Pasadena embezzlement doesn’t mean undergrounding power is wrong

Subtitle:

Date:

2015-08-26

Summary:

August 26, 2015 - The Star-News urges local residents to not forget about the importance of undergrounding utility lines in the face of the recent mismanagement and embezzlement in the Pasadena program.

Author:

Editorial

Publication:

Pasadena Star-News

Content:



Danny Ray Wooten, a former management analyst in Pasadena's Department of Public Works, accused of embezzling $6.4 million from City Hall.


In the embezzlement scandal that has rocked Pasadena City Hall since December, a little-remarked fact is how easy the plundered utilities fund was to steal from because the city wasn’t spending it down.

Each year, the average Pasadena Water & Power Department customer pays a surcharge of $30 into the Underground Utility Program, ostensibly to get rid of unsightly wiring and make the grid more reliable during windstorms and other foul weather.

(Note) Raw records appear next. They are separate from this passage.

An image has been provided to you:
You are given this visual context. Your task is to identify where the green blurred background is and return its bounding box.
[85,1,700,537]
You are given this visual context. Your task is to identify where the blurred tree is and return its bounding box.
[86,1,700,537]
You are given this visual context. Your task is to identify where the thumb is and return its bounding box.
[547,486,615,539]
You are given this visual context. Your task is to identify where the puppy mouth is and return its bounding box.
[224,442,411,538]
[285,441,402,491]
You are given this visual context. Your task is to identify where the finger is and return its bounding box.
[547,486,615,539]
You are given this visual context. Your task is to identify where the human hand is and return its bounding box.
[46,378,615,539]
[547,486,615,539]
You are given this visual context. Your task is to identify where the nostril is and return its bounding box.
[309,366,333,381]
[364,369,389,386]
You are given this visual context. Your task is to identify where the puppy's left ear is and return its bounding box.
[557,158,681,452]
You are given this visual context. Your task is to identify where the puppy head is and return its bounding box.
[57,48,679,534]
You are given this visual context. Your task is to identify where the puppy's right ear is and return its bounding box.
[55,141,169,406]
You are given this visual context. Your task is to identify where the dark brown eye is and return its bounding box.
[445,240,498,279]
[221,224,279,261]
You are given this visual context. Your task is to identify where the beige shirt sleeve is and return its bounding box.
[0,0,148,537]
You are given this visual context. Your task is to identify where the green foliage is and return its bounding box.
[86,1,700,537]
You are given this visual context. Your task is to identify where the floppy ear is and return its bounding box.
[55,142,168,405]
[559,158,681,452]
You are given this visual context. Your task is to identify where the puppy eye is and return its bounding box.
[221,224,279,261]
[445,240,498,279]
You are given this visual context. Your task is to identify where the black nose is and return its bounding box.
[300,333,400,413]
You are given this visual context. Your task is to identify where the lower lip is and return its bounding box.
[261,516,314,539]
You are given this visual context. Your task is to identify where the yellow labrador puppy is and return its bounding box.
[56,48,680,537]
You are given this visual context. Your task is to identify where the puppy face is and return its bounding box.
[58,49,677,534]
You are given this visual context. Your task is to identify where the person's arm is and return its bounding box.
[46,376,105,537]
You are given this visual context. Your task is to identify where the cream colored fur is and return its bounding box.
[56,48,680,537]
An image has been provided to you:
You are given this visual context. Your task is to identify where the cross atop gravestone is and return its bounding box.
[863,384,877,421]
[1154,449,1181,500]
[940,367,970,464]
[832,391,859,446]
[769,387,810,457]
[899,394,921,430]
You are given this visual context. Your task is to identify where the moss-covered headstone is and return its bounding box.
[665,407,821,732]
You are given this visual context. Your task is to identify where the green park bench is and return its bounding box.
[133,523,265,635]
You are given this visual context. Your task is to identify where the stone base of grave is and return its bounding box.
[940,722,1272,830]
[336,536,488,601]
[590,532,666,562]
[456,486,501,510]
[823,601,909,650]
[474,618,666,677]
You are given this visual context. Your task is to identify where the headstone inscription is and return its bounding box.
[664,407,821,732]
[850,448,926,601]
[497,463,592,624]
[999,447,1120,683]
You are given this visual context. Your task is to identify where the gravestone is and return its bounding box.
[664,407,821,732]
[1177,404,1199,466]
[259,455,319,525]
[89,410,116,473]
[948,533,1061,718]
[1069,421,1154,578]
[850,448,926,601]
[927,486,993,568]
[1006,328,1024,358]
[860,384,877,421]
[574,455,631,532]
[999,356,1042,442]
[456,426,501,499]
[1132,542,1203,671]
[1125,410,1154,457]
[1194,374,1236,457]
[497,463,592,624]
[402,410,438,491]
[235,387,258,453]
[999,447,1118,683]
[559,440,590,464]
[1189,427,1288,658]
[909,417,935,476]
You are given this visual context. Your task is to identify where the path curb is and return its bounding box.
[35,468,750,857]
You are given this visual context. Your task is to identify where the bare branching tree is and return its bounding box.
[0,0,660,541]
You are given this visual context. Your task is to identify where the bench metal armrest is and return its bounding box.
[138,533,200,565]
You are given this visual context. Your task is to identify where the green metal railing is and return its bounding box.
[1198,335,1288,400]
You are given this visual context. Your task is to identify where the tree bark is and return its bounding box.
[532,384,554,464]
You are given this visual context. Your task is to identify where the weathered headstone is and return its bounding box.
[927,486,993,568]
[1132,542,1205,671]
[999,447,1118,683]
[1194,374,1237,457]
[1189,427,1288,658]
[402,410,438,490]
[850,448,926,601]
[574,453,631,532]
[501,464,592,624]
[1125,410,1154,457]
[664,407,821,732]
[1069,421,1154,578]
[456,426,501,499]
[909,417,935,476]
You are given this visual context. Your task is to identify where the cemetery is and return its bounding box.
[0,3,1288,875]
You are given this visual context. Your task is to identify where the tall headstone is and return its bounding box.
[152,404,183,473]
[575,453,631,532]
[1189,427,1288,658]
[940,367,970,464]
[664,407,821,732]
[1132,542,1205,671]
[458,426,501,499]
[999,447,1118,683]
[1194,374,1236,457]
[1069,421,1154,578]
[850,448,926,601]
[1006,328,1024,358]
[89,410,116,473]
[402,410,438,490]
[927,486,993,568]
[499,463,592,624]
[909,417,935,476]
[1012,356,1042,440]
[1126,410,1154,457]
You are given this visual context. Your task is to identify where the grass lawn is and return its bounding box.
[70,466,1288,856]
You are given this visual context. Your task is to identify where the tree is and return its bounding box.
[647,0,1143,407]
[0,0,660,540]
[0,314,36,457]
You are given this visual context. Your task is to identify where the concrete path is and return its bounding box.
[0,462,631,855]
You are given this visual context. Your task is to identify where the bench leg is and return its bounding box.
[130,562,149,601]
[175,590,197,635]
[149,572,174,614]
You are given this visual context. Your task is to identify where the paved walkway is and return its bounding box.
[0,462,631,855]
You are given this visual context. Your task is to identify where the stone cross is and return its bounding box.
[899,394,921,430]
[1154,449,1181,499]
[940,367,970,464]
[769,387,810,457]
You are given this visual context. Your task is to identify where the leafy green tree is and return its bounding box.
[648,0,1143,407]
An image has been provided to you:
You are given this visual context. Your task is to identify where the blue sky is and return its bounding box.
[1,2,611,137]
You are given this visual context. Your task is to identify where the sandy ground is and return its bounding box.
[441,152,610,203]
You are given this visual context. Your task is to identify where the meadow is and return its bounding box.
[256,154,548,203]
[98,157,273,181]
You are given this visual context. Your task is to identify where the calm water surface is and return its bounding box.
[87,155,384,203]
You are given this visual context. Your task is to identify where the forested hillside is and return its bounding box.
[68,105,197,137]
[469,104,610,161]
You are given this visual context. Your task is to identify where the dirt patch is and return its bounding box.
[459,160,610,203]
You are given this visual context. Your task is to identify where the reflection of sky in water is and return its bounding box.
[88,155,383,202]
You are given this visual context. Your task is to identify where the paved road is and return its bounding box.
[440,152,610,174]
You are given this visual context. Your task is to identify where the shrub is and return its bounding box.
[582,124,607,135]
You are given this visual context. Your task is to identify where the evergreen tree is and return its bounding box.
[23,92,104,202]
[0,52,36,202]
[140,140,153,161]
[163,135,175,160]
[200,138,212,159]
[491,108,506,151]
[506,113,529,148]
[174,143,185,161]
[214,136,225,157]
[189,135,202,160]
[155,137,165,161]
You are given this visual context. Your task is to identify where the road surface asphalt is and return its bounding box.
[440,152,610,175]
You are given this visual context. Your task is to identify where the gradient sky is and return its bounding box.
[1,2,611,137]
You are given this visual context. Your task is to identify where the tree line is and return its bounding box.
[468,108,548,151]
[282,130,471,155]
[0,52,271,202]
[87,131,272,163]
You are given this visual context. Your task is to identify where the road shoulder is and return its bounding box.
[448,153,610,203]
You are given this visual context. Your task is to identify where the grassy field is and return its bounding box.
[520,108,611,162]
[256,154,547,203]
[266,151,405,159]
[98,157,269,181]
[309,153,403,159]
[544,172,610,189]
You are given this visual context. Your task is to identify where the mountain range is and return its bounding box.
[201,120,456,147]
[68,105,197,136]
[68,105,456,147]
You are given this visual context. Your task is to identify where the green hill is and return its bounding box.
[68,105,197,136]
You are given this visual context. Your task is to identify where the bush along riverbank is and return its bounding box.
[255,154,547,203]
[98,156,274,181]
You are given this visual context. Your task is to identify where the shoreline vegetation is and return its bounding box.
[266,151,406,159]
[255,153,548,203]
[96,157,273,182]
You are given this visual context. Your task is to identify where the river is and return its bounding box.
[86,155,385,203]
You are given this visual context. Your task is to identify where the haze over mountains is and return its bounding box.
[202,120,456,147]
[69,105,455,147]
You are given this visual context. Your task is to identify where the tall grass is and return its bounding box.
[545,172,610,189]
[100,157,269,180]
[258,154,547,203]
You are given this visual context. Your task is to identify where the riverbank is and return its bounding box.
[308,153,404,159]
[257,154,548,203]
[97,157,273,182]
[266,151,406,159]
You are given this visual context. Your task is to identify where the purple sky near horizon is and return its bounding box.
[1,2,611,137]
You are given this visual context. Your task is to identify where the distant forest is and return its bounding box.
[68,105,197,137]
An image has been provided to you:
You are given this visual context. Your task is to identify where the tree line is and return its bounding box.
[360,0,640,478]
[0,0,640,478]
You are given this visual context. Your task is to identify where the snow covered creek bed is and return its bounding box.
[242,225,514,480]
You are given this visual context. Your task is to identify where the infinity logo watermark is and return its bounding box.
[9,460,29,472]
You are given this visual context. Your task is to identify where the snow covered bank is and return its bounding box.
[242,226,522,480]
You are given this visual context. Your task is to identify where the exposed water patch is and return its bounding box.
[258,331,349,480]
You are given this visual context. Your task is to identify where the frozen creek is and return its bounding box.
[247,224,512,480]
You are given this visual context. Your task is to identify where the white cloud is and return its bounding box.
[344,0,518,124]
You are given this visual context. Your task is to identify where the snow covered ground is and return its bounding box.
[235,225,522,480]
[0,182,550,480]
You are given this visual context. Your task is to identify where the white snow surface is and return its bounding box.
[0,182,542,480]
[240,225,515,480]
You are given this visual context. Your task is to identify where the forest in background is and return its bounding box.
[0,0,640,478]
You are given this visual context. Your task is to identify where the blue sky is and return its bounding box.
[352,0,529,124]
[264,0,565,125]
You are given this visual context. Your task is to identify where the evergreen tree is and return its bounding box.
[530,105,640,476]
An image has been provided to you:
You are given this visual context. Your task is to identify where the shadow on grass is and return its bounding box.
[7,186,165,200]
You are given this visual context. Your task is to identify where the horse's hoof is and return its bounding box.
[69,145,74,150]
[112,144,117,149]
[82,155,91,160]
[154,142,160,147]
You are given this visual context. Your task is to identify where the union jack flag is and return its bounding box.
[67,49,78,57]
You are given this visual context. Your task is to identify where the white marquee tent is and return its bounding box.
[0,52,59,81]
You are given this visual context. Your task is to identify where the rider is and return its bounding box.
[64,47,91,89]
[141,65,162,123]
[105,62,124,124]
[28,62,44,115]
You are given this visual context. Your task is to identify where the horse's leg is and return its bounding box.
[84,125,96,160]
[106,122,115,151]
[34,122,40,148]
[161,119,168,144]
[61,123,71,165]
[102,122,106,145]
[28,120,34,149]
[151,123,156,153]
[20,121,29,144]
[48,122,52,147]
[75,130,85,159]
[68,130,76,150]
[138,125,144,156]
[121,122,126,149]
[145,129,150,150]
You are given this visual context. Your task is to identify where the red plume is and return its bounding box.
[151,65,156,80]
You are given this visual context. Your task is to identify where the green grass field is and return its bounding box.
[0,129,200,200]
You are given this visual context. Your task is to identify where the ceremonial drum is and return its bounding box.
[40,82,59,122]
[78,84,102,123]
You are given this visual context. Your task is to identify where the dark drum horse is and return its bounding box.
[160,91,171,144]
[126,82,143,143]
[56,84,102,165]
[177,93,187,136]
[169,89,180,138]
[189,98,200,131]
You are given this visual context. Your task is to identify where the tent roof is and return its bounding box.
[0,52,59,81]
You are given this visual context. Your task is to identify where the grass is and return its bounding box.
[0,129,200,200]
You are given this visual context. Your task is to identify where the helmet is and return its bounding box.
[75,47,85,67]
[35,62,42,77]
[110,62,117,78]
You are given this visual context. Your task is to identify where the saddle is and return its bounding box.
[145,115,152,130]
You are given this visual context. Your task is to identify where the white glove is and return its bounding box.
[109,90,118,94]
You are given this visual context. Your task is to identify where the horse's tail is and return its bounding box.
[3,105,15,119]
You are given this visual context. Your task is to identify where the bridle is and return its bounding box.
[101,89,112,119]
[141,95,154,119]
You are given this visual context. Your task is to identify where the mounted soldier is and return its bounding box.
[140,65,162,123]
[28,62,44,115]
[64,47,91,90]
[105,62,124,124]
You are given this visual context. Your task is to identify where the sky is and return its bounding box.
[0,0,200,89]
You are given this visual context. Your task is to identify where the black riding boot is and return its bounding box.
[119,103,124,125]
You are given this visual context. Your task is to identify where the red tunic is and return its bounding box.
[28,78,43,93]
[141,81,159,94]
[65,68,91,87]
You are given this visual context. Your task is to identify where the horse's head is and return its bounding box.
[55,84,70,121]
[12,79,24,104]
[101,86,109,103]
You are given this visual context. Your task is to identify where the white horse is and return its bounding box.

But for years far more money has been going into the fund than out of it — legitimately or not. Tens of millions of dollars were just sitting there unused, a target-rich environment, prosecutors say, for a thief on the inside. That is just what the city says former Department of Public Works employee Danny Ray Wooten was, and he now stands accused of ripping off ratepayers by paying himself, friends and a church where he was a pastor the ill-gotten gains from 296 Underground Utility invoices over 11 years filed and paid under false pretenses.

In all the hand-wringing and finger-pointing over the last eight months, it has been mostly ignored that city officials have admitted they don’t have a strong handle on the best way to put power lines underground in the San Gabriel Valley’s largest city, even though they have been gouging citizens for years with the surcharge. Psychologically, that makes it easier to understand how the scam was able to go on for over a decade. City leaders were pleased when money was actually being spent, at least in theory on getting wires underground, from the ballooning fund. That goes somewhere toward explaining how on Earth they overlooked the fact that some checks were made out to New Covenant Christian Fellowship Church in Pomona, which would seem to be working on a higher power than mere electricity.

A consultant’s report released this week does not get into the psychology of just how City Hall was played for a fool over more than a decade. But it does say that a key management problem that made the embezzlement easier was the confusion over whether the city’s Public Works Department or the Water & Power utility is in the end responsible for undergrounding electricity in the city. And it recommends that Water & Power be given full responsibility in the future for the work, if it ever gets done at all, that is.

Back in 2007, it was estimated that it would take 171 years to complete the 220 miles of utilities to be undergrounded in Pasadena. That’s rather a long timeline. Perhaps it’s no wonder that no one wants to take responsibility for the task.

But we want to emphasize that in the end the undergrounding is a worthwhile program. Though there are drawbacks to undergrounding — locating outage sources can be tougher than with power poles, though technology is changing that — the practice greatly reduces maintenance costs and improves reliability. That is precisely why, in Los Angeles, DWP unions killed undergrounding — it would mean less work for their members.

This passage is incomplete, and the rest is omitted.